= Syd Lieberman =

American storyteller

Sydney Lieberman (1944 – May 12, 2015) was a noted American storyteller who began performing professionally in 1982. He was born in Chicago.

He was a frequent performer at the National Storytelling Festival in Jonesborough, Tennessee. In 2007, Lieberman became the first professional storyteller in the United States to make all tracks from his previously released 14 CDs and cassettes available as a free download from his website via a Creative commons license (by-nc-nd). He died after a stroke in Evanston, Illinois in 2015.

== Commissions ==
Lieberman was known for his ability to write and tell the story behind historical events.
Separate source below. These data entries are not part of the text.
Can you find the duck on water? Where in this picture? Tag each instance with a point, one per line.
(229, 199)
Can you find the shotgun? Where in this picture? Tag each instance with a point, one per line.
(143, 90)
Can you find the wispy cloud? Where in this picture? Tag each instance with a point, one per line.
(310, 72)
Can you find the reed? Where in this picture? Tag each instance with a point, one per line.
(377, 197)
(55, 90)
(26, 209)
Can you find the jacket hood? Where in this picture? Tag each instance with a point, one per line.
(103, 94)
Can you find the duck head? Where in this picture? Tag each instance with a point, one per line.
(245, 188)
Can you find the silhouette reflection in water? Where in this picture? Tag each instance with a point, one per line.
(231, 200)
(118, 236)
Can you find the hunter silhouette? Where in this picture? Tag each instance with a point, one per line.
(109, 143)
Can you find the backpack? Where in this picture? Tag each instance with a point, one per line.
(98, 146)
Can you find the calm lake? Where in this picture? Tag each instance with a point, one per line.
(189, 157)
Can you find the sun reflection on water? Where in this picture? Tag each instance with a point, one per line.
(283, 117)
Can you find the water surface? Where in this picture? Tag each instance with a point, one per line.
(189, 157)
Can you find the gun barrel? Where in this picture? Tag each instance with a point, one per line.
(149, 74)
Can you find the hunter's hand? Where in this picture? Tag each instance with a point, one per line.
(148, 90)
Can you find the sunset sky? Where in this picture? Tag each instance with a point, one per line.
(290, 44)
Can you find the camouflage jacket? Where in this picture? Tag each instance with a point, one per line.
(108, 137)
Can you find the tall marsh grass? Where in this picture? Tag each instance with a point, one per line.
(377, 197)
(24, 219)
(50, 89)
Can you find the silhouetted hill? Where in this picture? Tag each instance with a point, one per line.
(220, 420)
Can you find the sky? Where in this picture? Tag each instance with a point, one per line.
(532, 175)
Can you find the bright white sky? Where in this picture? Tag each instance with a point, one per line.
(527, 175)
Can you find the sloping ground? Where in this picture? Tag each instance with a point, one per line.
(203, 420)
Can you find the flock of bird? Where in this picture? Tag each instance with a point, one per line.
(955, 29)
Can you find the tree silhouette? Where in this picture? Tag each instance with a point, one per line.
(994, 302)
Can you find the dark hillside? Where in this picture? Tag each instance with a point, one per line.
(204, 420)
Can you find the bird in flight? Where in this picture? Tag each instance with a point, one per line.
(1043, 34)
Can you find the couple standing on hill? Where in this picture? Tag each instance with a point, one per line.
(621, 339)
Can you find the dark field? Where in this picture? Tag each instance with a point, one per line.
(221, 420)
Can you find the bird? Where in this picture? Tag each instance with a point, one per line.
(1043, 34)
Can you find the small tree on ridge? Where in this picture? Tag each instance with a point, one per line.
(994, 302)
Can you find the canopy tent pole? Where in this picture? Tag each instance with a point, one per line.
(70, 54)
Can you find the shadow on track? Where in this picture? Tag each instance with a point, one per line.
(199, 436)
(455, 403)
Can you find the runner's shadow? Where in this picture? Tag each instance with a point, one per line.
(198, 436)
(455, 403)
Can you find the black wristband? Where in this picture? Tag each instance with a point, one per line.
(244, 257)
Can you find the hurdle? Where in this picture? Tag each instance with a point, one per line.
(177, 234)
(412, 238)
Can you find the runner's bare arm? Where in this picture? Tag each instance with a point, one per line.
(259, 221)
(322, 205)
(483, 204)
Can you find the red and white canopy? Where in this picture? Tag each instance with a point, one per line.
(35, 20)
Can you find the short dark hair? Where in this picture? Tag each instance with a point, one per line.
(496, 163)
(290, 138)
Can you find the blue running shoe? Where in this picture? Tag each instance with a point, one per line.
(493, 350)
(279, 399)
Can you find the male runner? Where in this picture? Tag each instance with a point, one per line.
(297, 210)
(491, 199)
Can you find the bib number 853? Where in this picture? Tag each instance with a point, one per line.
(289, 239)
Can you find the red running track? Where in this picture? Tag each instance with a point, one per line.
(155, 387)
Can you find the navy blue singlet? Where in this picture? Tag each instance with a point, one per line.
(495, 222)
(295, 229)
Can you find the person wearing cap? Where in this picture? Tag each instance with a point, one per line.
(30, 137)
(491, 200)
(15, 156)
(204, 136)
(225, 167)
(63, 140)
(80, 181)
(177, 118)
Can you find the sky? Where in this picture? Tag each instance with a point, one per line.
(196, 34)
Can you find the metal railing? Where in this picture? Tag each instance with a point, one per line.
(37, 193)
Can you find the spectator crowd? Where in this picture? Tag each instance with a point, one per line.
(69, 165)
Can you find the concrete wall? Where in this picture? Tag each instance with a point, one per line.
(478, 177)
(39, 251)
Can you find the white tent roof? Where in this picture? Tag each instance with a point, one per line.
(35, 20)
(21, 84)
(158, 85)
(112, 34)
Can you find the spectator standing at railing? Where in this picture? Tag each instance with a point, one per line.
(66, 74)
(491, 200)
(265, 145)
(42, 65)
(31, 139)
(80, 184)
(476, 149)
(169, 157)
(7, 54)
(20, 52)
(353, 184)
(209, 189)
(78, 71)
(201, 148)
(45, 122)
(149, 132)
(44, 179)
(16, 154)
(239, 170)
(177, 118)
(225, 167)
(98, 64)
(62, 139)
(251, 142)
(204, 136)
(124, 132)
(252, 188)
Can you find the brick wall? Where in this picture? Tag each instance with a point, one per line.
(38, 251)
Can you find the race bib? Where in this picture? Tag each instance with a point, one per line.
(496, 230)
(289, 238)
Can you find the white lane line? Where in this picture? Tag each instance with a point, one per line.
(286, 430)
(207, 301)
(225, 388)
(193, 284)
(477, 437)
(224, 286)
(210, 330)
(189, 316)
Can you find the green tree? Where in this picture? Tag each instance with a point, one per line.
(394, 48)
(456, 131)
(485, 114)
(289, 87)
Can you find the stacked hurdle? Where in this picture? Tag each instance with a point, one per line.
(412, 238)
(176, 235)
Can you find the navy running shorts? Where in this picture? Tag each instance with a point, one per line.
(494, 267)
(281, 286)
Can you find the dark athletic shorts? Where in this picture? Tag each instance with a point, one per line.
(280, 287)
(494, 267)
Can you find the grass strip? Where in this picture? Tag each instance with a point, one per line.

He created performances commissioned by the city of Johnstown, Pennsylvania, the Smithsonian Institution (for the National Air and Space Museum), Van Andel Museum Center, NASA, and Historic Philadelphia.

- Twelve Wheels on Mars
In late 2003, NASA and the International Storytelling Center commissioned Lieberman to tell the story of the Mars Exploration Mission. He interviewed the principal scientists and engineers involved in the project, and was present in 2004 at the Jet Propulsion Laboratory in Pasadena, California, to witness the historic landing. Lieberman's story introduces the people involved in the mission and depicts their emotions they felt as they built and sent two rovers on a seven-month, 40,000,000-mile trip to Mars.